Ao comentar sobre a cerimônia em artigo divulgado hoje pela CNBB, o arcebispo afirma que “o sentido de unidade e comunhão predomina na interpretação do rito. É o dia do Papa, que é o sucessor do Apóstolo Pedro na missão de confirmar os irmãos na fé”.

“A promessa de unidade e comunhão realizada junto ao túmulo de Pedro ressoa através dos séculos na mesma promessa que ele fez diante do Senhor – ‘tu sabes que te amo’ e também reconhecendo que ‘Jesus é o Cristo, o Filho de Deus’. Daí recebe a sua missão: ‘apascenta os meus cordeiros, minhas ovelhas, meu rebanho’.”

Dom Orani recorda que “as terras de Roma foram regadas pelo sangue dos mártires que ainda hoje continuam testemunhando a fidelidade ao Evangelho e a alegria da vida na unidade da Igreja de Jesus Cristo. Ser fiel e testemunhar o Evangelho nos tempos de hoje são realmente desafios a serem enfrentados com coragem e ânimos novos”.

Nesse sentido –prossegue o arcebispo–, a imposição do Pálio “demonstra este aspecto com essas palavras pronunciadas pelo Santo Padre: ‘Este Pálio seja para vós símbolo de unidade e sinal de comunhão com a Sé Apostólica; seja vínculo de caridade e estímulo de fortaleza’”.

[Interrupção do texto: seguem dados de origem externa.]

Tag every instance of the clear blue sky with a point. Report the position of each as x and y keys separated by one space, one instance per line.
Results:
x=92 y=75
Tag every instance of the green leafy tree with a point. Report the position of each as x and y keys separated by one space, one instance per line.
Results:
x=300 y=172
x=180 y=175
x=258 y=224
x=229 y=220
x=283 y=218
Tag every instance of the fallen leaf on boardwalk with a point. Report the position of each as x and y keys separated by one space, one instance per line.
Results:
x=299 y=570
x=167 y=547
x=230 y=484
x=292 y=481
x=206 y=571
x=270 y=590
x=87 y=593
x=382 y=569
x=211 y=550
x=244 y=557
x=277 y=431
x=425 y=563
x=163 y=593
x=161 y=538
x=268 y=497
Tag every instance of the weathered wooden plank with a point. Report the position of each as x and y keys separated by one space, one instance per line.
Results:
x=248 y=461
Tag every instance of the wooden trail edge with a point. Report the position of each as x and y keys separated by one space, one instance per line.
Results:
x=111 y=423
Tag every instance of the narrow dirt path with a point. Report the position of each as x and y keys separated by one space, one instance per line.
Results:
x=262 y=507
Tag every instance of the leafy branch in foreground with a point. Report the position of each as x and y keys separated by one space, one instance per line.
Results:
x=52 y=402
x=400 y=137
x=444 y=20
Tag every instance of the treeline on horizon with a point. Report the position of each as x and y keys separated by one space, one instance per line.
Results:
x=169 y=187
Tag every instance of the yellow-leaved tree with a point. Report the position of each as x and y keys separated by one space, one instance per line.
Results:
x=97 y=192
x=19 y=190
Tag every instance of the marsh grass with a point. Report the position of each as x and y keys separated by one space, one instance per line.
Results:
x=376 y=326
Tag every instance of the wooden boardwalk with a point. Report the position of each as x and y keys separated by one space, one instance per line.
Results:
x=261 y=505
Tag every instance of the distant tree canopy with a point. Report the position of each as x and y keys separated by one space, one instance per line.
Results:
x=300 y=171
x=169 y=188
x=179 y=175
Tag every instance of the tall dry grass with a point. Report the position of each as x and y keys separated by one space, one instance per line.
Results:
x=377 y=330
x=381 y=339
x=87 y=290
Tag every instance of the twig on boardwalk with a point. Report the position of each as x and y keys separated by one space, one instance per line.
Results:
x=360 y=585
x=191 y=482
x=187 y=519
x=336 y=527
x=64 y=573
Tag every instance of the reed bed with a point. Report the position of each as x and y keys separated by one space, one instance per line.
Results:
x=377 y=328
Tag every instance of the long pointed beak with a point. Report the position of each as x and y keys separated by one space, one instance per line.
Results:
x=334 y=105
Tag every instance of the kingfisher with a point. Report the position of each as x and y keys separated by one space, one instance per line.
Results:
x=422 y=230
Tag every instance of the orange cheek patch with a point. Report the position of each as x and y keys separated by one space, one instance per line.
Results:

“Nada mais inspirador para nós que assumimos as palavras do Evangelho – ‘que todos sejam um’ – como iluminação da vida e do trabalho e missão a que fui chamado por Deus através da mediação da Igreja. Acredito que esse é o caminho para nós, Igreja hoje, e também é o testemunho que nós, enquanto Povo de Deus, devemos dar e ser para este mundo desunido e violento.”

Dom Orani assinala ainda o sinal do pastoreio que o Pálio ressalta. “As ovelhas são abençoadas no dia de Santa Inês. Da lã delas serão tecidos esses sinais que, imposto sobre os ombros, recorda a necessidade de o Pastor carregar as ovelhas sobre os ombros, – um dos mais belos e antigos símbolos que encontramos na Igreja primitiva”.

“Esse sinal também aparece na oração da bênção do Pálio ‘escolhido para simbolizar a realidade da missão pastoral”, pedindo por todos que irão utilizá-lo “de se reconhecerem como Pastores de seu rebanho e de traduzir na vida a realidade significada no nome’”, afirma o arcebispo.